FIG. 9 is a circuit configuration diagram schematically showing another configuration example of the blood processing apparatus of the present invention.

FIG. 10 is a vertical cross-sectional view showing a configuration example of a gas-liquid separating means provided at an end of a bubble discharging tube.

[Explanation of symbols]

1A, 1B, 1C Blood processing device 2 puncture needle 3 blood bags 35 Seal part 4 Plasma separator 40 casing 41 Blood inlet 42 Red blood cell outlet 43 Plasma outlet 5 plasma bags 51 outlet 55 Seal part 6-12 tubes 13 needle tubes 131 side hole 132 lumen 14, 15 branch connector 141, 142, 151 Branch ends 16 to 20 flow path opening / closing means 21, 22 Bubble detection means 23 containers 24 Pressure reducing / pressurizing means 25 Storage 26 Weight detection means 27 Air supply / exhaust circuit 28 Vacuum pump 29a, 29b 3 port valve 30 leak valve 31 Pressure detection means 32 Weight detection means 33 Control means 60 Purified plasma bag 61 Branch connector 611 branch end 62 tubes 63 pumps 64 branch connector 641 branch end 70 chamber 71 body 72 Connection 73 Lid 74 Internal space 75 Liquid level 76 bubbles 100-106 steps 110-116 steps 120-146 steps

─────────────────────────────────────────────────── ─── Continuation of front page (58) Fields surveyed (Int.Cl. ⁷ , DB name) A61M 1/02-1/36

Claims (7)

(57) [Claims] 1. A puncture needle, a blood storage container, a plasma separator,
A plasma storage container, a first flow path connecting the puncture needle and the blood storage container, and a second flow path connecting the blood storage container or the first flow path and a blood inlet of the plasma separator.
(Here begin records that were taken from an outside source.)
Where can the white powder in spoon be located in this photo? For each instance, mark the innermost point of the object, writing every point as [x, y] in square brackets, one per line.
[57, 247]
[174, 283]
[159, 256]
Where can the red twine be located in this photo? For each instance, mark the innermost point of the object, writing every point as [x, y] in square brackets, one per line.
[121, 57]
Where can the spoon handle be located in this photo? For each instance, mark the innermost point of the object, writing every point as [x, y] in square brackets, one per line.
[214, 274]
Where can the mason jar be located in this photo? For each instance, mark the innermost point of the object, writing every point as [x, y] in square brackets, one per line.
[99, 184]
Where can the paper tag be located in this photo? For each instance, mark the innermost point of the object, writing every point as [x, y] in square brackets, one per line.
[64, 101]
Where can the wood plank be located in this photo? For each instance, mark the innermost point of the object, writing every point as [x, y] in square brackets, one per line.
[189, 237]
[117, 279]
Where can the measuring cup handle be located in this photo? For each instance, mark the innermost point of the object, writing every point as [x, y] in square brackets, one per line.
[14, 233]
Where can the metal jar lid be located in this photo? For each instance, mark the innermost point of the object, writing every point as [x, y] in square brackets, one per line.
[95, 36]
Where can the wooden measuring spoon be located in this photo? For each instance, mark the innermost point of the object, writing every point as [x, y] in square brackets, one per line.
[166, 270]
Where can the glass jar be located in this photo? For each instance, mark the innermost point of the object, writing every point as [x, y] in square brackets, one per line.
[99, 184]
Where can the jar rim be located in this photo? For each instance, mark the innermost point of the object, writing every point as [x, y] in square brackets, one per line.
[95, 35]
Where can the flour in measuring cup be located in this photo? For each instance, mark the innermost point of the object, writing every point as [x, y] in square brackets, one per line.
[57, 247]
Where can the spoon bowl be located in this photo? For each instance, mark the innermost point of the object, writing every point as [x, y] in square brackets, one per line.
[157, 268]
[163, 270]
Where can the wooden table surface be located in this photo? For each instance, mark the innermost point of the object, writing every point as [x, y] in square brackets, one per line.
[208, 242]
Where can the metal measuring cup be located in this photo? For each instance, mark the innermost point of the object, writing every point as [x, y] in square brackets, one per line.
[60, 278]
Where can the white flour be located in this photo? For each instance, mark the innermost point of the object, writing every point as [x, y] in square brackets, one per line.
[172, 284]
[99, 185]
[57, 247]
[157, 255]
A third channel connecting the red blood cell outlet of the plasma separator and the first channel, a fourth channel connecting the plasma outlet of the plasma separator and the plasma container, and one end of the channel The fifth flow channel connected to the first flow channel, and the puncture needle side and the blood storage container side with respect to the connection portion of the first flow channel with the third flow channel, in the middle of the second flow channel, and the first flow channel. A channel opening / closing means that can open / close the middle of the third channel and the middle of the fifth channel, and the blood storage container side and the third channel from the connection portion of the first channel with the third channel. Two bubble detection means installed in each of the middle of the passage and capable of detecting bubbles in the passage, and liquid circulation in each passage are obtained. For supplying liquid, a gas-liquid separating means provided in the middle or the other end of the fifth flow path, and a function for controlling opening / closing of the flow path by at least the flow path opening / closing means and operation of the liquid transfer means. And a control means having a control means for changing the open / closed state of each of the flow paths to a desired value in accordance with the detection of a bubble by one of the two bubble detection means. A blood processing apparatus, characterized in that the flow path opening / closing means and the liquid feeding means are controlled so that bubbles are discharged to the gas / liquid separating means via five flow paths. 2. The blood processing apparatus according to claim 1, wherein the fifth flow path also serves as a flow path for introducing an anticoagulant into the blood storage container. 3. The liquid sending means has a function of pressurizing and depressurizing the blood storage container.
The blood processing apparatus according to. 4. The blood processing apparatus according to claim 1, wherein the puncture needle is used for collecting blood and returning blood. 5. The blood processing apparatus according to claim 1, further comprising purified plasma adding means for adding purified plasma to the blood components to be returned. 6. The control means adds purified plasma in an amount according to the amount of plasma separated by the plasma separator,
The blood processing apparatus according to claim 5, wherein the purified plasma adding means is controlled. 7. The blood processing apparatus according to claim 1, further comprising means for determining whether or not the plasma separator is operating normally.